Chiron est un de ces enfants pour qui la vie aura été un combat depuis sa naissance. Noir, pauvre, persécuté par ses camarades pour les doutes qu'il éprouve quant à son orientation sexuelle, il n'a même pas la chaleur d'un foyer pour le réconforter : à la maison, sa mère, une junkie prête à tout pour se procurer une dose, s'emploie à lui montrer à quel point elle le méprise. L'influence de The Wire est ici palpable.
Dans la première partie du film, c'est en Juan (Mahershala Ali) qui Chiron trouvera un père de substitution, qui saura lui donner ce qu'il ne trouvera plus jamais par la suite autour de lui : de la confiance en soi, et la volonté de s'affirmer. Mais s'affirmer en tant que quoi, en tant que qui ? Tout comme Chiron, le film ne sait pas exactement ce qu'il est. Défense de la condition des gays, des noirs, des pauvres, des trois à la fois ? Le film, qui brille par sa retenue, devient tragique lorsque Chiron, devenu adolescent mais toujours aussi incapable de communiquer, est passé à tabac par les durs de son lycée... et par son meilleur ami.

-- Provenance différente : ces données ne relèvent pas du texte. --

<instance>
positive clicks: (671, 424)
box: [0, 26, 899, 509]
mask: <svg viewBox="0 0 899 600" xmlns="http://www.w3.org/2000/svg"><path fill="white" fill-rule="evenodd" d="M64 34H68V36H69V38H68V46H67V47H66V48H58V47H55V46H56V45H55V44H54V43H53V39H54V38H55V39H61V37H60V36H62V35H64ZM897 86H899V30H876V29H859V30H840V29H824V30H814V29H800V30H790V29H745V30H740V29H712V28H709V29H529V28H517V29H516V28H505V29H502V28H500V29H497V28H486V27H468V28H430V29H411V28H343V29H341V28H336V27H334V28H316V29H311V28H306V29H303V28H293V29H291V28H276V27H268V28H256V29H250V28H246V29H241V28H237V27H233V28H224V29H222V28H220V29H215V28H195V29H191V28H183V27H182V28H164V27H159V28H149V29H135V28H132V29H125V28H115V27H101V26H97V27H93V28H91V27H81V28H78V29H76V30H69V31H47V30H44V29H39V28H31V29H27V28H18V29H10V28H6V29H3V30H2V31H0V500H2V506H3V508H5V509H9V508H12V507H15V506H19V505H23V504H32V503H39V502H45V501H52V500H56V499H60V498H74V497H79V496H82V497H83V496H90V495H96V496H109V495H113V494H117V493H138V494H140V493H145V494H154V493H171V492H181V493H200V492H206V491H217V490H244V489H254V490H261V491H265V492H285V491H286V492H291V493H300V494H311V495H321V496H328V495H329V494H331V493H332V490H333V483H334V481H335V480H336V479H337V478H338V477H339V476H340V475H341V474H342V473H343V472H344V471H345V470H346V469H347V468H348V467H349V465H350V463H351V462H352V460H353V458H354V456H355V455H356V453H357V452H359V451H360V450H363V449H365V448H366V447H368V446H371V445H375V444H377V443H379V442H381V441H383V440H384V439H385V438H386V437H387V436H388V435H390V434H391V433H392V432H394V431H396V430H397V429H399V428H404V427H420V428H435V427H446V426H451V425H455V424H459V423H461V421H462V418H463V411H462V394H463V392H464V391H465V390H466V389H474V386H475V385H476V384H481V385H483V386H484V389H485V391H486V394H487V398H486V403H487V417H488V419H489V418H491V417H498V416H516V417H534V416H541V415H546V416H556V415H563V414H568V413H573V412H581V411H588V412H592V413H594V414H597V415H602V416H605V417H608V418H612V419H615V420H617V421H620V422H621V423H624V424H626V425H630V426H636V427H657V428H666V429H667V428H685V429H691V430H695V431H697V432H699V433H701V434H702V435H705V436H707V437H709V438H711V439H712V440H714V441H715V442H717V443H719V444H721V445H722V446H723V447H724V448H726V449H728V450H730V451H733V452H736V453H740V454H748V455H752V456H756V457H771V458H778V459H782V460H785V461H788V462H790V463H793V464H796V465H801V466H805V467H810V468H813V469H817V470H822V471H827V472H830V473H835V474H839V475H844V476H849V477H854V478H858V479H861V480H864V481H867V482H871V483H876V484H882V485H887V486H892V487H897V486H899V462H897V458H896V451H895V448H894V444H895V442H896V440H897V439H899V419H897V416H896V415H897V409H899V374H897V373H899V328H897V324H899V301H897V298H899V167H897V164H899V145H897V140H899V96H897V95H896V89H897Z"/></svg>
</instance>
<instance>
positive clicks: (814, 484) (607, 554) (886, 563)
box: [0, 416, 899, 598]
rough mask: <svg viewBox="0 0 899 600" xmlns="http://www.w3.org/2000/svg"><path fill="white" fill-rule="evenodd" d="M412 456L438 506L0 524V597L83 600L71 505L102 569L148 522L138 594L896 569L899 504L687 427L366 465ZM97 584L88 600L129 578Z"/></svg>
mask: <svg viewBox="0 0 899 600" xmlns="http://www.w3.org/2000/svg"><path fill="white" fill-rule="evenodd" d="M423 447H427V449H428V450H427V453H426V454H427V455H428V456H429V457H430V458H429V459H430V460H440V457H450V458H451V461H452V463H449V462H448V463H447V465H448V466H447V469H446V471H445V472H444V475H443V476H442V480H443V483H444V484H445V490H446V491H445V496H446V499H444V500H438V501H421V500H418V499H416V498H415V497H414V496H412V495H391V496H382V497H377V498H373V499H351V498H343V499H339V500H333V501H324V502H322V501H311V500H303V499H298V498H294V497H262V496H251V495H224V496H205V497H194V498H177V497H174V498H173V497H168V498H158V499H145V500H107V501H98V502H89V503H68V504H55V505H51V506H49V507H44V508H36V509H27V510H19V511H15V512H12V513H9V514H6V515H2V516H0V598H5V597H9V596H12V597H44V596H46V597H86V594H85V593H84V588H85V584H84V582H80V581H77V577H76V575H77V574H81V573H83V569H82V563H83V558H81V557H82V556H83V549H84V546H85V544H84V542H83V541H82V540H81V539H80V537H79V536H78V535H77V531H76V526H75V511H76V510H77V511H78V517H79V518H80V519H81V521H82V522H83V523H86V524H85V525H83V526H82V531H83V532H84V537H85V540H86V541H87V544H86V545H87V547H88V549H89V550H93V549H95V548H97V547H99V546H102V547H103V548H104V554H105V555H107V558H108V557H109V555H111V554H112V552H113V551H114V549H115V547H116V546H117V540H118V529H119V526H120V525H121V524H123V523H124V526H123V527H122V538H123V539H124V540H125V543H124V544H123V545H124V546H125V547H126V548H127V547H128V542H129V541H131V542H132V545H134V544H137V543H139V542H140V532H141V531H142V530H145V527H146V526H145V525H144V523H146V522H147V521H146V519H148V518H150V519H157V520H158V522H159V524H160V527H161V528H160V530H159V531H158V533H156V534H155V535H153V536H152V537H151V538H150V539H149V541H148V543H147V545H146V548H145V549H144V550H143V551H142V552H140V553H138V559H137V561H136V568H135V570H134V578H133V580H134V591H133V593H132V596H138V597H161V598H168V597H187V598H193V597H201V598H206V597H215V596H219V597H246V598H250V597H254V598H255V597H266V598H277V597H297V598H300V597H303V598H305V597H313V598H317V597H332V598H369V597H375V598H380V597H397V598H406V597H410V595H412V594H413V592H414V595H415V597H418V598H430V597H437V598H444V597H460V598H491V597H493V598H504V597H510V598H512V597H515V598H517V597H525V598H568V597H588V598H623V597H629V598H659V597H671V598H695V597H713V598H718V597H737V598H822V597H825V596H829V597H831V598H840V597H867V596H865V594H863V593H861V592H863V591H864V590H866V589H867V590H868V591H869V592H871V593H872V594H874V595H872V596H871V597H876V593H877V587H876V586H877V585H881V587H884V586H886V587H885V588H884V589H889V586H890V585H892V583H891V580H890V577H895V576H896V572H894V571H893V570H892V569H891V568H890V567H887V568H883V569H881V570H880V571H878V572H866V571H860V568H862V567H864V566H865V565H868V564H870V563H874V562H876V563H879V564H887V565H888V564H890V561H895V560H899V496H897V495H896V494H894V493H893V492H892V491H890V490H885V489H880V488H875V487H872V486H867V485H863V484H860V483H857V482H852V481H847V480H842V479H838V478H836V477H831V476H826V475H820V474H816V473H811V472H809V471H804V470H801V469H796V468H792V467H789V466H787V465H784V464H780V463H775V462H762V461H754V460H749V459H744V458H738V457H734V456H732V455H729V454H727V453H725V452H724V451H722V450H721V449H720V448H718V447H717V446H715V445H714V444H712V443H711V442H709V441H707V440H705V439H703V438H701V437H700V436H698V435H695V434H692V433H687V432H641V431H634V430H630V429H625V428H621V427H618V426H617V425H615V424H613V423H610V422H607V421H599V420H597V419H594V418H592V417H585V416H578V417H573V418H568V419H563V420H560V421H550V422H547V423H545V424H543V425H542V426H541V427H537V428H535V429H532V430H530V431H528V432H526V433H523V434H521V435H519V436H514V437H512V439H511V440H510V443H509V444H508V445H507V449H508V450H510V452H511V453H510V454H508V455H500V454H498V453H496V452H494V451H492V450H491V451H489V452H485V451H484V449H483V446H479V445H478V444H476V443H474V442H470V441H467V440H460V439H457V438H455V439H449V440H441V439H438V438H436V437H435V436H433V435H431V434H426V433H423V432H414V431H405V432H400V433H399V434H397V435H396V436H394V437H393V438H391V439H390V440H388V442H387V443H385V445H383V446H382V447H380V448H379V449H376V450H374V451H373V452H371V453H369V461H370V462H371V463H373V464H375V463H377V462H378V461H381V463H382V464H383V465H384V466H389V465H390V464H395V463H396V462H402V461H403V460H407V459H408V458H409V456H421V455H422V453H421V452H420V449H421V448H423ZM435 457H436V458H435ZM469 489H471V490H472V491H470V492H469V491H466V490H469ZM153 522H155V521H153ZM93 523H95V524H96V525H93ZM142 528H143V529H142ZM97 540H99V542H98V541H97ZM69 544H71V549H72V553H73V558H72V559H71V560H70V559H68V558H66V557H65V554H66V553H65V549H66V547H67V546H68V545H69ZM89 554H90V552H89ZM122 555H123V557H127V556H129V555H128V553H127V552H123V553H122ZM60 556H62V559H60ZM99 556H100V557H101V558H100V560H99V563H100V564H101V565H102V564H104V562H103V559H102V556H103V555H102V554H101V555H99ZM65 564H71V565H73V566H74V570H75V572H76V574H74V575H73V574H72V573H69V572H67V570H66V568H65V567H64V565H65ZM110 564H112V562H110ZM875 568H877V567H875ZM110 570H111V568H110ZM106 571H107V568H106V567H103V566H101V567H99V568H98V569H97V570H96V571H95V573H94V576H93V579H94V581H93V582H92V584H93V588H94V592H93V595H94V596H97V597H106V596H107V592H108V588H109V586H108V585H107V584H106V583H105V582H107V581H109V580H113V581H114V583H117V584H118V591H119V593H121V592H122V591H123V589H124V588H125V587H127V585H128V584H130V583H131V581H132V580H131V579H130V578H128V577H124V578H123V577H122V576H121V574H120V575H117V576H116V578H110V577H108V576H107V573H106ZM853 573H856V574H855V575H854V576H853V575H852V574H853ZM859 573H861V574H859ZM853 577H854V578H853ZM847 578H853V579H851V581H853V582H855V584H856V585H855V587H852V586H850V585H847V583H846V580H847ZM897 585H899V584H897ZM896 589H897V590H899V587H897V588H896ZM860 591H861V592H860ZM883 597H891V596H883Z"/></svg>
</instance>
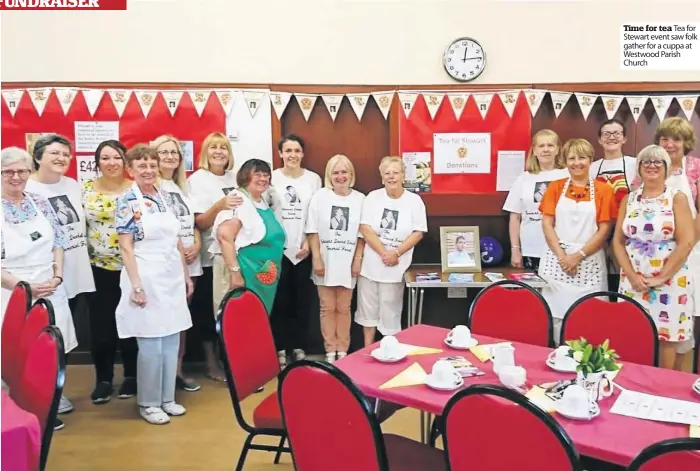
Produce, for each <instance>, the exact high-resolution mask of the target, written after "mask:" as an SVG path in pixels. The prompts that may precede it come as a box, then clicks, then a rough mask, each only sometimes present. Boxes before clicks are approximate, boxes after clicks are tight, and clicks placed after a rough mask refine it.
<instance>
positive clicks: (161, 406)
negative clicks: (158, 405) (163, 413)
mask: <svg viewBox="0 0 700 471" xmlns="http://www.w3.org/2000/svg"><path fill="white" fill-rule="evenodd" d="M161 409H163V411H164V412H165V413H166V414H168V415H184V414H185V412H187V409H185V408H184V407H183V406H181V405H180V404H178V403H176V402H175V401H173V402H165V403H163V405H162V406H161Z"/></svg>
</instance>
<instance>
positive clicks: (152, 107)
mask: <svg viewBox="0 0 700 471" xmlns="http://www.w3.org/2000/svg"><path fill="white" fill-rule="evenodd" d="M157 93H158V92H156V91H155V90H136V91H134V94H135V95H136V101H138V102H139V106H140V107H141V112H142V113H143V115H144V116H145V117H146V118H148V114H149V113H150V112H151V108H153V103H154V102H155V101H156V94H157Z"/></svg>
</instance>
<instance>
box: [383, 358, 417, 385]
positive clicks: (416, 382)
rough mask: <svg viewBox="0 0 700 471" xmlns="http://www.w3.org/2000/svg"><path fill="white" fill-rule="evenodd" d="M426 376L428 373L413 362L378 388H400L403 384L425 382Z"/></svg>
mask: <svg viewBox="0 0 700 471" xmlns="http://www.w3.org/2000/svg"><path fill="white" fill-rule="evenodd" d="M427 376H428V373H426V372H425V370H424V369H423V367H422V366H420V365H419V364H418V363H414V364H412V365H411V366H409V367H408V368H406V369H405V370H403V371H402V372H401V373H399V374H397V375H396V376H394V377H393V378H391V379H390V380H389V381H387V382H386V383H384V384H382V385H381V386H379V389H390V388H400V387H403V386H415V385H417V384H423V383H425V378H426V377H427Z"/></svg>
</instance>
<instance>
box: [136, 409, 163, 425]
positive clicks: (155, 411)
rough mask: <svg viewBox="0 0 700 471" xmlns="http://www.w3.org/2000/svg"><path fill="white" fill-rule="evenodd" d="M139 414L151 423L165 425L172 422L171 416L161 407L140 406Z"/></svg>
mask: <svg viewBox="0 0 700 471" xmlns="http://www.w3.org/2000/svg"><path fill="white" fill-rule="evenodd" d="M139 414H141V417H143V418H144V420H145V421H146V422H148V423H149V424H153V425H164V424H167V423H168V422H170V417H168V414H166V413H165V412H163V409H161V408H160V407H139Z"/></svg>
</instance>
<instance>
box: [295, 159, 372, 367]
mask: <svg viewBox="0 0 700 471" xmlns="http://www.w3.org/2000/svg"><path fill="white" fill-rule="evenodd" d="M354 185H355V167H354V166H353V165H352V162H351V161H350V159H348V158H347V157H346V156H345V155H340V154H338V155H334V156H333V157H331V158H330V160H328V163H327V164H326V172H325V178H324V188H321V189H320V190H318V191H317V192H316V193H314V195H313V197H312V198H311V203H309V216H308V218H307V220H306V234H307V236H308V238H309V246H310V247H311V258H312V259H311V263H312V266H313V272H312V274H311V279H312V280H313V282H314V283H315V284H316V287H317V288H318V298H319V302H320V311H321V334H322V335H323V344H324V347H325V349H326V360H327V361H328V362H330V363H332V362H334V361H335V360H336V359H341V358H343V357H345V356H346V355H347V352H348V348H350V324H351V318H352V317H351V315H350V303H351V301H352V292H353V290H354V289H355V284H356V283H357V276H358V275H359V274H360V268H361V267H362V252H363V250H364V245H365V242H364V239H362V236H361V235H360V220H361V214H362V203H363V202H364V200H365V195H364V194H362V193H360V192H359V191H357V190H354V189H353V186H354Z"/></svg>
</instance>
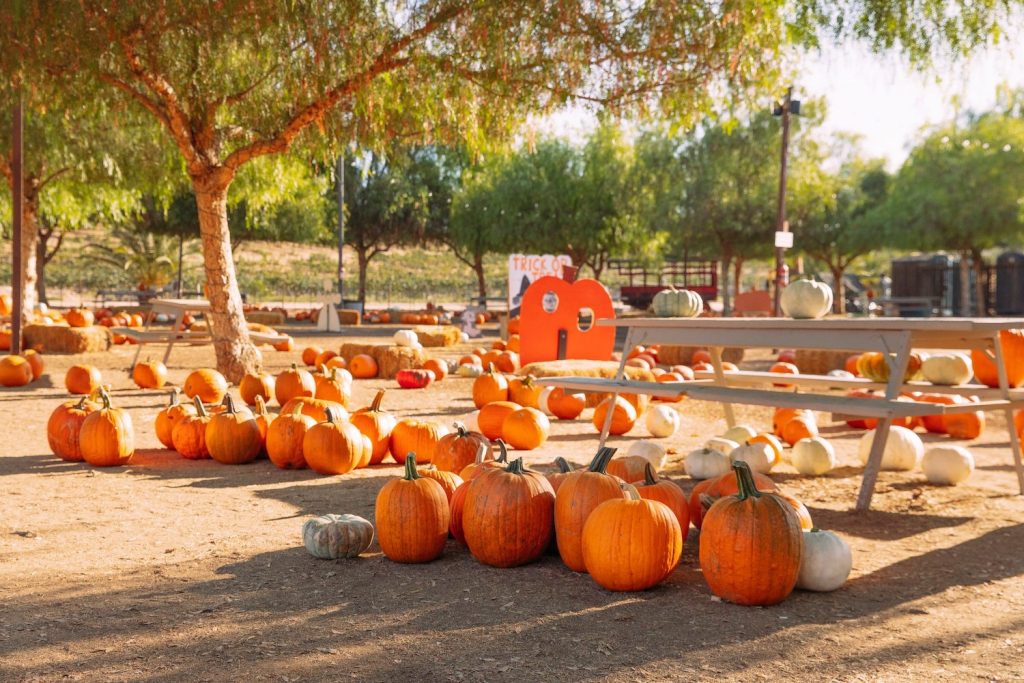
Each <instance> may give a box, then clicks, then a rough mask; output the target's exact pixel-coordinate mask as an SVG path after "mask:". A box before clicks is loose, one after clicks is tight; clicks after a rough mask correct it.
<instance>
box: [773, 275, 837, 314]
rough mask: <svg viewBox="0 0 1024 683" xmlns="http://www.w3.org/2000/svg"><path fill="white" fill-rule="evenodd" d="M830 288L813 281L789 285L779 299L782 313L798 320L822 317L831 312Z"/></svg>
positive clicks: (809, 280)
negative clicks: (797, 319)
mask: <svg viewBox="0 0 1024 683" xmlns="http://www.w3.org/2000/svg"><path fill="white" fill-rule="evenodd" d="M831 304H833V292H831V288H830V287H828V286H827V285H825V284H824V283H816V282H814V281H813V280H798V281H796V282H793V283H790V285H787V286H786V288H785V289H784V290H782V296H781V297H779V305H780V306H782V312H784V313H785V314H786V315H788V316H790V317H795V318H798V319H811V318H818V317H824V316H825V315H826V314H827V313H828V311H830V310H831Z"/></svg>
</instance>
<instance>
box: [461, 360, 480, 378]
mask: <svg viewBox="0 0 1024 683" xmlns="http://www.w3.org/2000/svg"><path fill="white" fill-rule="evenodd" d="M458 373H459V377H479V376H480V375H482V374H483V368H481V367H480V366H474V365H473V364H471V362H464V364H463V365H461V366H459V370H458Z"/></svg>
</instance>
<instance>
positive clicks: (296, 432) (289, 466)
mask: <svg viewBox="0 0 1024 683" xmlns="http://www.w3.org/2000/svg"><path fill="white" fill-rule="evenodd" d="M315 424H316V421H315V420H313V419H312V418H311V417H309V416H308V415H304V414H303V413H302V412H301V411H300V412H298V413H284V414H282V415H279V416H278V418H276V419H275V420H274V421H273V422H271V423H270V426H269V427H268V428H267V430H266V455H267V458H269V459H270V462H271V463H273V464H274V465H275V466H276V467H280V468H281V469H283V470H295V469H302V468H304V467H305V466H306V459H305V456H303V455H302V439H303V438H305V435H306V432H307V431H309V429H311V428H312V427H313V426H314V425H315Z"/></svg>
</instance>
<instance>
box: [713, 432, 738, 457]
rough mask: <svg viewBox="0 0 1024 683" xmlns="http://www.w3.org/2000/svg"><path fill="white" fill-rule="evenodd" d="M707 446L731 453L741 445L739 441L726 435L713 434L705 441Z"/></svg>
mask: <svg viewBox="0 0 1024 683" xmlns="http://www.w3.org/2000/svg"><path fill="white" fill-rule="evenodd" d="M705 447H706V449H711V450H712V451H718V452H719V453H723V454H725V455H729V454H730V453H732V452H733V451H735V450H736V449H738V447H739V443H737V442H735V441H733V440H732V439H729V438H725V437H724V436H712V437H711V438H710V439H708V440H707V441H705Z"/></svg>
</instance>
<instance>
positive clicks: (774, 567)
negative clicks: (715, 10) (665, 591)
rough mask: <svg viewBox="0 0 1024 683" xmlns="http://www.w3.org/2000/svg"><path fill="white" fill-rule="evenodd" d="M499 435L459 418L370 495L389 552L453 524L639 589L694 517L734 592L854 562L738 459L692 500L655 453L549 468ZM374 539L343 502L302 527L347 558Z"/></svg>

Plutôt que de donner la parole à Chiron, le film laisse parler les visages (souvent filmés en gros plan) et les éclairages qui célèbrent la peau sombre des protagonistes. Le spectateur qui attendait un mélo moraliste en sera décontenancé, mais il lui sera bien difficile de rester impassible devant la dernière partie du film, où tout se dénoue. Chiron, qui s'est construit une carapace de gangster machiste pour ne plus avoir à souffrir, revoit le seul avec qui il a eu une liaison, durant son adolescence. Plein d'espoir au début de la séquence, l'armure de Chiron éclate lorsque le naufrage de sa vie affective lui revient en pleine face. Déchirant.